To reduce lock time, electronic trigger systems can sometimes be fitted instead of mechanical trigger systems. Electronic trigger systems are mostly found in high-end match arms and can reduce action time by about 90% or one order of magnitude. At very low lock times the dwell time of the bullet or pellet becomes the most influential element.
The lock time for an electronic firing circuit with electric ignition of a cartridge can be expected to be around 27 microseconds (0.027 milliseconds). Remington's Model 700 EtronX electronic firing circuit achieves a two orders of magnitude reduction compared to the standard Remington 700 rifle mechanical trigger mechanism.

== Other related factors ==
Not only lock time determines how long it takes from when the trigger has been activated until the bullet has left the barrel. Both firearm and ammunition design impacts the time until ignition, time until maximum chamber pressure is reached, and the time the bullet spends traveling through the barrel. These can be summed up chronologically as follows:

1. Lock time: The time from when the trigger is activated until the firing pin hits the primer.
2. Ignition time: The time from the firing pin has hit the primer and until the powder has started to burn in such a way that pressure has formed inside the cartridge (reliable ignition and a consistent ignition time is sought after for both safety and precision.).
3. Time until maximum pressure: The time from when pressure has been created until maximum pressure is reached.
4. Barrel time: The total time the projectile spends traveling through the barrel.
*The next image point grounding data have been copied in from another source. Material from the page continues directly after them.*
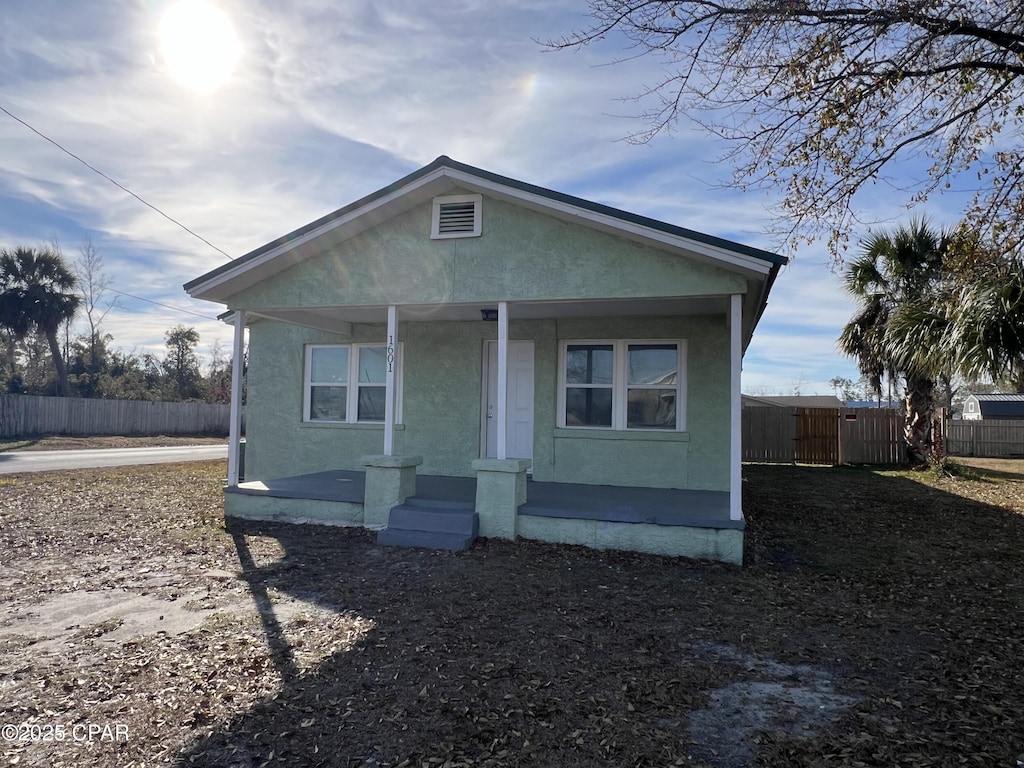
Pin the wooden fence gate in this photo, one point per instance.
(817, 436)
(822, 435)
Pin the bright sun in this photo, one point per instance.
(199, 44)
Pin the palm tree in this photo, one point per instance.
(986, 332)
(37, 294)
(899, 273)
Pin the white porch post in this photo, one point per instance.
(389, 400)
(735, 408)
(235, 428)
(503, 373)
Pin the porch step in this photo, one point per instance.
(432, 524)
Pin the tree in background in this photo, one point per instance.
(37, 294)
(976, 322)
(820, 98)
(181, 364)
(93, 287)
(906, 267)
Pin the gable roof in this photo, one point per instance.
(443, 175)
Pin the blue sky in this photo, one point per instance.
(328, 101)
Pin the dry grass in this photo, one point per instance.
(878, 622)
(62, 442)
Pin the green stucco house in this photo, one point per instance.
(462, 353)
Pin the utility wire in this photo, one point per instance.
(117, 184)
(168, 306)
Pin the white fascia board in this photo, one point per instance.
(270, 255)
(715, 253)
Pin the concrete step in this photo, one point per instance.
(432, 524)
(427, 503)
(425, 539)
(433, 518)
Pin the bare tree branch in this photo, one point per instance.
(820, 98)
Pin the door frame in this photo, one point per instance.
(485, 381)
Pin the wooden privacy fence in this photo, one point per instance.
(989, 438)
(822, 435)
(25, 416)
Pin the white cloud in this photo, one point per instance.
(329, 102)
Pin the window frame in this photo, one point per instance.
(621, 386)
(352, 383)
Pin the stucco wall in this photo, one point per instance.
(521, 254)
(441, 391)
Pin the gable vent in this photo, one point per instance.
(457, 216)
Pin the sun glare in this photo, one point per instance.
(199, 45)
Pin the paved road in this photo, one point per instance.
(39, 461)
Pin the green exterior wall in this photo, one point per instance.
(441, 373)
(522, 255)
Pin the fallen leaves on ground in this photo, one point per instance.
(878, 622)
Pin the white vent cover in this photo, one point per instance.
(457, 216)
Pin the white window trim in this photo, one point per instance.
(352, 393)
(620, 387)
(435, 218)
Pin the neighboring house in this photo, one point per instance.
(461, 351)
(794, 400)
(894, 403)
(988, 407)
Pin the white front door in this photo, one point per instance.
(519, 426)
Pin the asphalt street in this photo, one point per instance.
(42, 461)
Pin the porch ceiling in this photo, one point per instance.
(340, 318)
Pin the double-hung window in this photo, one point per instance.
(624, 385)
(346, 383)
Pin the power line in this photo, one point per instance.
(116, 183)
(167, 306)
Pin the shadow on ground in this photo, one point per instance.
(878, 620)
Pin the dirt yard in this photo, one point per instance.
(879, 622)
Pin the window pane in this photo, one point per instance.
(373, 365)
(650, 409)
(330, 365)
(328, 402)
(586, 407)
(588, 364)
(372, 403)
(651, 364)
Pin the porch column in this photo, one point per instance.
(735, 408)
(392, 345)
(235, 428)
(503, 378)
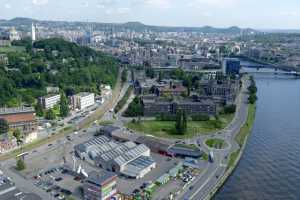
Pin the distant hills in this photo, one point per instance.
(136, 26)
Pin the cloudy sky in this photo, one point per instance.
(261, 14)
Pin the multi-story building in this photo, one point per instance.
(154, 106)
(223, 91)
(49, 101)
(100, 186)
(231, 66)
(83, 100)
(128, 159)
(3, 59)
(22, 118)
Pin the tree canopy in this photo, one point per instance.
(53, 62)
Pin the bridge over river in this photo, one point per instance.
(255, 67)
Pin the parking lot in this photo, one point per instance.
(163, 165)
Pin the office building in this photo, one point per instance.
(100, 186)
(83, 100)
(22, 118)
(49, 101)
(231, 66)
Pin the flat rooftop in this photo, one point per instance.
(16, 110)
(101, 178)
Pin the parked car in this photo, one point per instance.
(58, 179)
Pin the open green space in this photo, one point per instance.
(216, 143)
(166, 129)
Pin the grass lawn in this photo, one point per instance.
(166, 129)
(106, 123)
(243, 134)
(216, 143)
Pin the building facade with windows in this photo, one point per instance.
(49, 101)
(100, 186)
(22, 118)
(83, 100)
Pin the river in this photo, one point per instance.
(270, 166)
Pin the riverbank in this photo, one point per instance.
(241, 138)
(166, 129)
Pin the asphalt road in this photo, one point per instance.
(201, 187)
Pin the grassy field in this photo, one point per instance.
(166, 129)
(216, 143)
(243, 134)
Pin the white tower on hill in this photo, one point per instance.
(33, 32)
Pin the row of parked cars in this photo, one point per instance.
(48, 180)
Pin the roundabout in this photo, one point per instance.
(216, 143)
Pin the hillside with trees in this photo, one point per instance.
(53, 62)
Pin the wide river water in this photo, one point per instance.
(270, 166)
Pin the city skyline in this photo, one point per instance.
(195, 13)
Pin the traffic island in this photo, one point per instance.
(216, 143)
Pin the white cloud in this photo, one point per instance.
(289, 13)
(118, 11)
(7, 6)
(153, 3)
(218, 3)
(39, 2)
(123, 11)
(159, 3)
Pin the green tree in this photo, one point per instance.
(50, 114)
(4, 127)
(181, 122)
(20, 165)
(64, 106)
(39, 110)
(124, 76)
(160, 76)
(17, 135)
(184, 122)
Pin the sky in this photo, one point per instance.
(258, 14)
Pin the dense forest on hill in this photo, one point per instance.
(52, 62)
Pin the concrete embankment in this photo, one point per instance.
(235, 157)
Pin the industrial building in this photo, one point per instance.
(128, 159)
(83, 100)
(49, 101)
(100, 186)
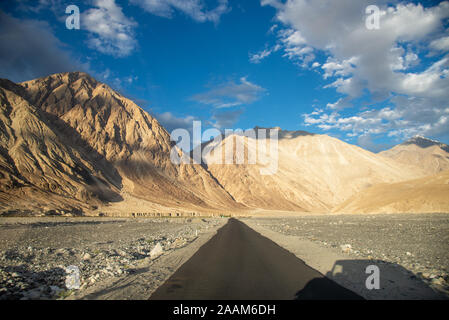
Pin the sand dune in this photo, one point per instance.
(426, 195)
(121, 144)
(315, 173)
(69, 142)
(430, 155)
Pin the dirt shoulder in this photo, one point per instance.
(344, 253)
(35, 254)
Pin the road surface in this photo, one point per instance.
(239, 263)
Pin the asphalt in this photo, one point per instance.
(240, 264)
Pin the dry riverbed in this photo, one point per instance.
(417, 245)
(36, 252)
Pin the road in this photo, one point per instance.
(239, 263)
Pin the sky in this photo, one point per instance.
(322, 66)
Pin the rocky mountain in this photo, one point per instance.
(425, 195)
(71, 143)
(314, 172)
(67, 135)
(430, 155)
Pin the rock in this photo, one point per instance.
(346, 248)
(72, 280)
(437, 281)
(86, 257)
(156, 251)
(33, 294)
(56, 290)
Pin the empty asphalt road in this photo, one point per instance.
(239, 263)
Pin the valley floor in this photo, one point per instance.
(114, 255)
(415, 245)
(34, 253)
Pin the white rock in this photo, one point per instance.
(156, 251)
(72, 280)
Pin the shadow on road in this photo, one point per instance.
(395, 282)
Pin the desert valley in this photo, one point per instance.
(71, 145)
(87, 180)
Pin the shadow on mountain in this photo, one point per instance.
(395, 282)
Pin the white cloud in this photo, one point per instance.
(111, 32)
(226, 119)
(375, 61)
(29, 49)
(195, 9)
(441, 44)
(231, 94)
(171, 122)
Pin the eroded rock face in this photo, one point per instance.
(430, 155)
(68, 140)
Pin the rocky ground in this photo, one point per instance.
(417, 242)
(35, 254)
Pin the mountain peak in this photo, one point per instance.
(424, 142)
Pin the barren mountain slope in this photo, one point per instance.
(37, 166)
(430, 155)
(425, 195)
(127, 136)
(315, 173)
(121, 144)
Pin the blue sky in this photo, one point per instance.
(299, 65)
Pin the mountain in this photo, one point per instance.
(430, 155)
(78, 134)
(314, 173)
(425, 195)
(38, 168)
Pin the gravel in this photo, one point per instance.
(35, 253)
(418, 242)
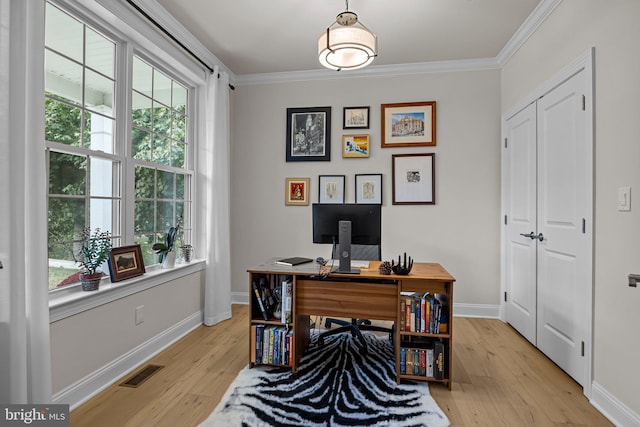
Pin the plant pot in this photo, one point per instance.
(187, 253)
(169, 260)
(90, 282)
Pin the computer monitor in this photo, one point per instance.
(344, 224)
(366, 222)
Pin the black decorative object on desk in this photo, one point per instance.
(385, 268)
(404, 268)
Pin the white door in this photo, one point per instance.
(520, 251)
(548, 187)
(563, 207)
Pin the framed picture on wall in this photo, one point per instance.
(308, 134)
(331, 189)
(355, 118)
(408, 124)
(414, 179)
(369, 188)
(355, 146)
(296, 191)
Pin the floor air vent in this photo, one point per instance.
(142, 376)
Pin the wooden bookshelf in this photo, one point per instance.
(366, 295)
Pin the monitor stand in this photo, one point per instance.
(344, 249)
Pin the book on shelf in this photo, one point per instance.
(286, 300)
(257, 294)
(296, 260)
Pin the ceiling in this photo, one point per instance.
(257, 36)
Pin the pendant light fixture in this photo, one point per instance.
(347, 44)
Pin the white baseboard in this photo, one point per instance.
(240, 298)
(84, 389)
(486, 311)
(617, 412)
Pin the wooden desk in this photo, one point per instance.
(369, 295)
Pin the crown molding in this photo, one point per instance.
(168, 22)
(370, 71)
(528, 27)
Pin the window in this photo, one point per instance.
(89, 164)
(158, 147)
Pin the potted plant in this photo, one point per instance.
(166, 250)
(92, 253)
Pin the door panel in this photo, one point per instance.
(520, 188)
(562, 195)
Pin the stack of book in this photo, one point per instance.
(271, 345)
(424, 313)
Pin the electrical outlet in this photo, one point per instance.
(139, 315)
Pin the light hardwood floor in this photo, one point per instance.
(499, 379)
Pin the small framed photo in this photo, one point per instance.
(331, 189)
(125, 262)
(297, 191)
(369, 188)
(355, 118)
(308, 134)
(355, 146)
(408, 124)
(414, 179)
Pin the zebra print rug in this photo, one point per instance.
(334, 386)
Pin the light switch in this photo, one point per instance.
(624, 199)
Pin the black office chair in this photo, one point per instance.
(361, 253)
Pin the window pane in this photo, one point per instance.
(102, 178)
(63, 33)
(144, 217)
(142, 76)
(101, 214)
(66, 218)
(177, 155)
(180, 180)
(145, 183)
(140, 144)
(179, 96)
(141, 110)
(63, 78)
(67, 174)
(98, 93)
(164, 217)
(98, 133)
(62, 123)
(179, 124)
(101, 53)
(161, 150)
(145, 242)
(161, 119)
(161, 88)
(165, 185)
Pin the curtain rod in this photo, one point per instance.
(171, 36)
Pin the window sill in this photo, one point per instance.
(73, 300)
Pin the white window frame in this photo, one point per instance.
(155, 49)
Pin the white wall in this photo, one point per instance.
(461, 231)
(612, 28)
(89, 350)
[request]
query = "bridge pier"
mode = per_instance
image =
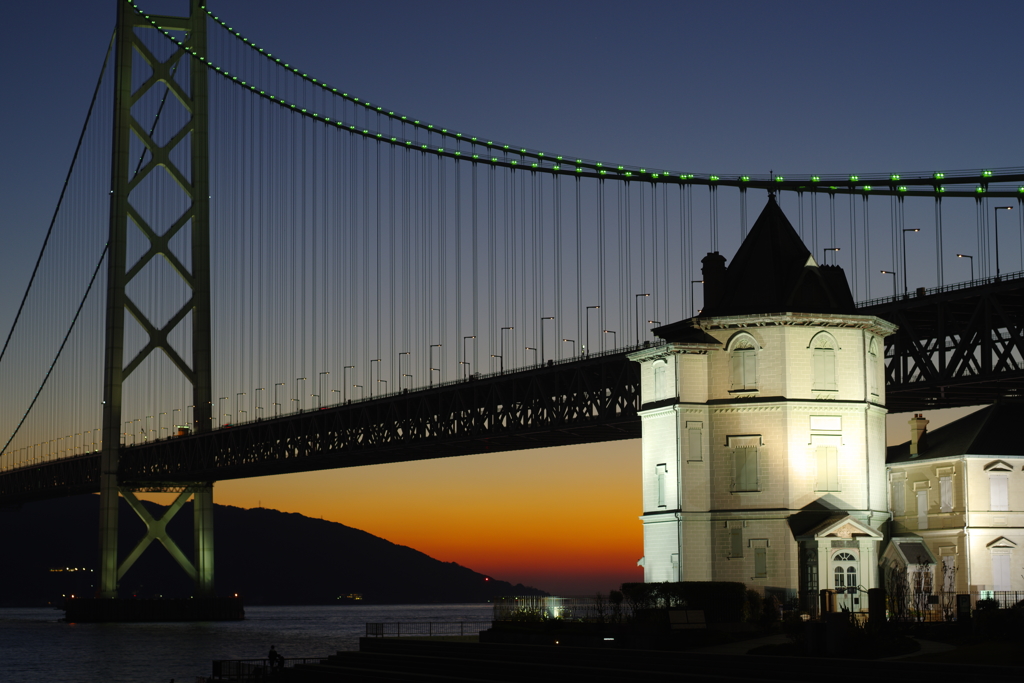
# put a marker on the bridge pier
(193, 180)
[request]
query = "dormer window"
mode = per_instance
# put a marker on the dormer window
(744, 365)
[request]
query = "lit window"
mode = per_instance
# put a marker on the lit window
(745, 468)
(744, 366)
(824, 365)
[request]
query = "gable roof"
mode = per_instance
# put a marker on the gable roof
(773, 271)
(990, 431)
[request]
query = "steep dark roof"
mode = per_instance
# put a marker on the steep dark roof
(990, 431)
(773, 271)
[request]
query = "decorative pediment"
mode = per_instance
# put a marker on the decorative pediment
(844, 527)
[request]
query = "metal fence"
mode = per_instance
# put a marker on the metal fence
(945, 606)
(398, 629)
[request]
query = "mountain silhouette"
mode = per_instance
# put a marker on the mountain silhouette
(266, 556)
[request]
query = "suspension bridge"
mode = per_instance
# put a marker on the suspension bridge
(251, 271)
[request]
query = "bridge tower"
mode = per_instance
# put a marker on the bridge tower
(131, 51)
(764, 428)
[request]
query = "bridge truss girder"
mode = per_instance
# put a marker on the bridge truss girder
(584, 401)
(595, 399)
(953, 348)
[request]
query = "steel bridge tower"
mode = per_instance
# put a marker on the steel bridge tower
(131, 49)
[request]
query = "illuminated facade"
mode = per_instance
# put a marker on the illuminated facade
(764, 458)
(957, 493)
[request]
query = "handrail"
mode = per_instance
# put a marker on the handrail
(920, 292)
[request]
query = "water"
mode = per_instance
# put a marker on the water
(36, 646)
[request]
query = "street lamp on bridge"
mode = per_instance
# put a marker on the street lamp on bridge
(893, 273)
(371, 376)
(636, 313)
(587, 347)
(905, 230)
(972, 263)
(996, 212)
(501, 336)
(430, 360)
(344, 382)
(323, 393)
(546, 317)
(401, 353)
(276, 403)
(693, 310)
(464, 339)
A "faster" cartridge in a short barrel can decrease the barrel travel time, thereby increasing precision.

Point 2, 3, and 4 describe the time from start of ignition until the bullet leaves the barrel, and can be summarized as the bullet dwell time. In most modern fullbore centerfire rifle cartridges the total dwell time lies around 1.0 to 1.5 milliseconds, while the slower .22 Long Rifle round has a dwell time of around 2.3 milliseconds when fired from a smallbore biathlon rifle.